6 top business benefits of real-time data analytics
The potential benefits of real-time analytics applications for organizations include faster decision-making, increased business agility, better customer service and more.
Consulting with clients a few years ago, I would have placed quite an emphasis on the need to distinguish between real-time data and right-time data. If your business processes could be served with hourly updates, why deploy expensive real-time analytics tools to deliver them every few seconds? You simply won't notice that the data has been updated thousands of times if you only check your dashboard once an hour.
That was a valuable point to make then. But, while it certainly is still interesting to consider what right-time may mean, business truly moves more rapidly now. Right-time is, increasingly, real-time. To keep pace, more organizations are making that investment in real-time data analytics so data is available to be analyzed, interpreted and visualized as it is created or changes in their source systems.
With such issues in mind, what are the business benefits of real-time data for analytics applications and other uses? Here are six of the top ones.
1. Make decisions at the speed of your business
Much of what we do in the world of data management, BI and analytics -- even with the latest data science and advanced analytics tools -- still falls under the rubric of that old term decision support. It's a good descriptor: the software supports you in making better decisions.
As I suggested above, better decisions do need to be faster decisions as the pace of business increases. When even modest businesses are trading globally online, it's not good enough to wait for an overnight data management process to reconcile the data warehouse in order to deliver standardized reports. Business teams working remotely or internationally need the best information continuously, more often delivered in a dashboard with immediate insights.
So, the first -- and for many the primary -- benefit of real-time data in the enterprise is simply being able to support decisions whenever and wherever they need to be made.
2. Increase business agility and optimization
It's easy to fall into the trap of thinking that faster decision-making means a more agile business. But in fact, business agility isn't only about decisions -- agility also encompasses your strategic and tactical business goals. Choosing between options quickly doesn't help when you should be making choices of a different kind.
One approach to business agility that has proven very successful in several industry sectors is the creation of small, well-informed, tightly focused teams called squads. For example, retailers may use squads to focus on produce, home goods or other specific merchandise categories, empowering them to quickly and directly make decisions that previously might have involved considerable management review. Manufacturers may have squads that focus on maintenance or safety.
By giving squads a mandate to act quickly so close to your operations, you enable faster and -- hopefully -- smarter responses to a changing business environment. However, this approach can only be effective if a squad has the needed data, which must continuously be kept up to date to match the team's urgency. That's a great use case for real-time data.

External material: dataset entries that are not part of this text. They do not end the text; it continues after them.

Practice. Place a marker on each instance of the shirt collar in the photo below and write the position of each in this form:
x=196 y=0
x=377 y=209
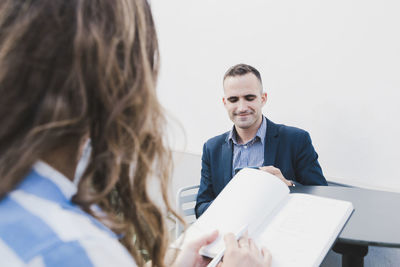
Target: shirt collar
x=261 y=132
x=65 y=185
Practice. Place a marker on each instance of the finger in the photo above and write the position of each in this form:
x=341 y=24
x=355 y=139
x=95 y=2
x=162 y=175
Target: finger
x=253 y=247
x=230 y=241
x=267 y=258
x=244 y=241
x=205 y=240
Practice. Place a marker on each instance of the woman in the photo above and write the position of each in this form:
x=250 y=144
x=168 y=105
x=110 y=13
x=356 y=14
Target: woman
x=70 y=71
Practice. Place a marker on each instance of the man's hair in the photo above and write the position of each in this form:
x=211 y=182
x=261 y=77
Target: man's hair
x=242 y=69
x=69 y=68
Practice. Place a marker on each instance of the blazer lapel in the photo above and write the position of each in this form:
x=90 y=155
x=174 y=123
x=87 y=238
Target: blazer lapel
x=226 y=161
x=271 y=143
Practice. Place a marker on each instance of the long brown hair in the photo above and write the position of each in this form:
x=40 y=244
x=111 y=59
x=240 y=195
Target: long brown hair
x=69 y=68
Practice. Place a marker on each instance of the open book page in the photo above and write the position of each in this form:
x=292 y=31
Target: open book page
x=304 y=229
x=247 y=200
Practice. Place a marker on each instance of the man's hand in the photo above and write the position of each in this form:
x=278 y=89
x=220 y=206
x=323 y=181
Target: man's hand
x=244 y=253
x=277 y=172
x=189 y=256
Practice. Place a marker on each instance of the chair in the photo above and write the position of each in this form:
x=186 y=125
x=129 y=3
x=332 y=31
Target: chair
x=185 y=203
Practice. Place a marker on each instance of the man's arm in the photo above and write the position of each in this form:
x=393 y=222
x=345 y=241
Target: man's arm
x=206 y=195
x=307 y=169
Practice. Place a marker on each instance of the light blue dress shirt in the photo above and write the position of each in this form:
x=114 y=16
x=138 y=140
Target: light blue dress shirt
x=250 y=154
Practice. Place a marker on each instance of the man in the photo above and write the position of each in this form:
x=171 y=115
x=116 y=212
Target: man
x=254 y=141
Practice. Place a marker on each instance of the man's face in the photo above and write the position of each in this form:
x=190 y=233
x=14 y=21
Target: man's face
x=244 y=100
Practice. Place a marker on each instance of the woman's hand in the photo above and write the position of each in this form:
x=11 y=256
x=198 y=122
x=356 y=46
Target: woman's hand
x=189 y=256
x=244 y=253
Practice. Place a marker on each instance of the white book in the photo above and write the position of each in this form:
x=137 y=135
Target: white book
x=298 y=229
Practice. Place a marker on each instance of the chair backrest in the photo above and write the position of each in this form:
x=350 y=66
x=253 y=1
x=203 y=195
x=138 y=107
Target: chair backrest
x=185 y=203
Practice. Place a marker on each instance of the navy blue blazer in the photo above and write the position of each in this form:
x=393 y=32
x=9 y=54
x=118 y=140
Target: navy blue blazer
x=286 y=148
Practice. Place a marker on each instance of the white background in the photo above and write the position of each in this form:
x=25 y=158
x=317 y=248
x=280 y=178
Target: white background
x=329 y=67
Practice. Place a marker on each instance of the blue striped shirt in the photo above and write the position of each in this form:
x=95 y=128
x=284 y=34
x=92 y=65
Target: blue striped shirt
x=250 y=154
x=40 y=226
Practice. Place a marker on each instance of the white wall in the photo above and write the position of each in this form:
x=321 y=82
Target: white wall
x=330 y=67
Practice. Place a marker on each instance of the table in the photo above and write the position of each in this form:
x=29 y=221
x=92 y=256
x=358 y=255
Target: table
x=375 y=220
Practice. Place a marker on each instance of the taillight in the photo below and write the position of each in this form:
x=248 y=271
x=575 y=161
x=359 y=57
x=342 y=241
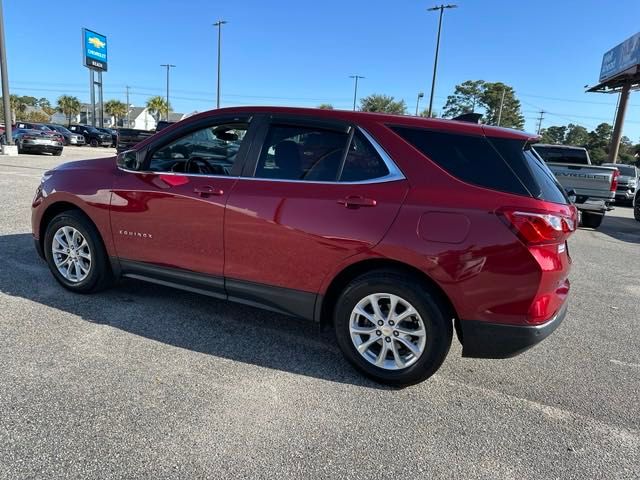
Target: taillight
x=537 y=228
x=614 y=181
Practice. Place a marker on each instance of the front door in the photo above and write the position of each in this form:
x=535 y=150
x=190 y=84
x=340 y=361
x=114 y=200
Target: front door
x=170 y=216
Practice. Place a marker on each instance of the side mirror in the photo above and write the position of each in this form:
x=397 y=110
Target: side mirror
x=129 y=160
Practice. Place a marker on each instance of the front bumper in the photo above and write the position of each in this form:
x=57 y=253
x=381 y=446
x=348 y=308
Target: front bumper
x=493 y=340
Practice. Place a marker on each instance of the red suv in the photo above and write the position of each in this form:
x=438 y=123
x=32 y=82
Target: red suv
x=395 y=229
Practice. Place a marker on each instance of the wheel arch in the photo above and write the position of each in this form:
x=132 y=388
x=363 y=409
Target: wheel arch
x=326 y=304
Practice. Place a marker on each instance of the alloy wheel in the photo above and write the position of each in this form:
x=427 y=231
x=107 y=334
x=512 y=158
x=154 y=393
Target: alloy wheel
x=387 y=331
x=71 y=254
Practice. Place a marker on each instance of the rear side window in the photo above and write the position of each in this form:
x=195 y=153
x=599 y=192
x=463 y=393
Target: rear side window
x=576 y=156
x=472 y=159
x=530 y=169
x=506 y=165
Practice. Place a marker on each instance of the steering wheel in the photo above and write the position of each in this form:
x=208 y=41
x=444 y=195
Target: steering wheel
x=197 y=165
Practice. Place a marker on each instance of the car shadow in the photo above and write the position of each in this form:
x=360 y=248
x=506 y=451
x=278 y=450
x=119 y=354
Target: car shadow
x=621 y=228
x=182 y=319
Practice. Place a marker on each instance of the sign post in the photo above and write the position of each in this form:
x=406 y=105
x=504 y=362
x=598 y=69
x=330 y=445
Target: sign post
x=94 y=57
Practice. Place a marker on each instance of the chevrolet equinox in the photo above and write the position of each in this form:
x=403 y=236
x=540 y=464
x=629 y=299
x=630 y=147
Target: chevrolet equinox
x=396 y=230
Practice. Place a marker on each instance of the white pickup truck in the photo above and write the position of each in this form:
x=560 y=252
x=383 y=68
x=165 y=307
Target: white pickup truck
x=593 y=187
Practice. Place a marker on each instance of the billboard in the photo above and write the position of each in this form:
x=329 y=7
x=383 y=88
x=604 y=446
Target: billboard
x=621 y=58
x=94 y=50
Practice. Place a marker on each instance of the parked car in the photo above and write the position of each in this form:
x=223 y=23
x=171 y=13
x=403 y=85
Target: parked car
x=130 y=137
x=627 y=182
x=594 y=187
x=113 y=133
x=333 y=216
x=36 y=141
x=70 y=138
x=92 y=135
x=41 y=127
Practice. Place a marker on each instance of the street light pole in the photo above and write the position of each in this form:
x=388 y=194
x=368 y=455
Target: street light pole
x=5 y=82
x=355 y=89
x=435 y=62
x=420 y=95
x=219 y=24
x=167 y=66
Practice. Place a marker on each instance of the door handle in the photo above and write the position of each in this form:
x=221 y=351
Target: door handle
x=355 y=201
x=208 y=190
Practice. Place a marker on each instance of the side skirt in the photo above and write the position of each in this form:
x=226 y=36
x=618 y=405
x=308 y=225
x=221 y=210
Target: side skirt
x=296 y=303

3. Quickly detect and address operational issues
Squads started in the tech industry but have proven popular in sectors from retail to telecom and even, recently, healthcare -- all businesses facing rapidly changing markets and cost pressures, always with an eye to their profit margins.
You don't necessarily need a squad to improve business operations with real-time data. Using data from IoT sensors or video feeds to monitor production lines for stoppages and backlogs and run predictive maintenance applications has been popular for several years now. It is a classic example of real-time operational improvement in action and has proven very effective at reducing downtime in manufacturing plants.
Similar approaches can be applied in quite different scenarios. For example, real-time reports of traffic conditions and weather forecasts can help logistics companies route delivery trucks more effectively. If those trucks are refrigerated, onboard temperature sensors can also monitor for issues requiring immediate attention or rerouting and send real-time alerts.
Companies also use real-time analytics to monitor the balance of incoming orders and product or parts availability so they can move quickly to increase supplies that are running short, and to detect the need for short-term contract labor if production, packaging or shipping is falling behind target.
4. Identify and act on short-term market changes
Some industries are clearly sensitive to rapid market fluctuations -- stock trading is an obvious example. Naturally, real-time data is essential to business survival in such cases.
Other industries, such as airlines and hotel chains, manage prices and availability based on current events, weather, oil prices and other factors that can change rapidly. Today, with so much of the retail experience taking place online, retailers too have to respond quickly to changing demand, costs and customer trends.
Real-time data is invaluable to all these scenarios. It's possible to move more slowly if your inventories and margins allow you to take a deep breath and ride through some disruptions. However, few businesses have such luxury these days. Instead, we have had to become much smarter about using data to enable faster and more efficient monitoring of our markets.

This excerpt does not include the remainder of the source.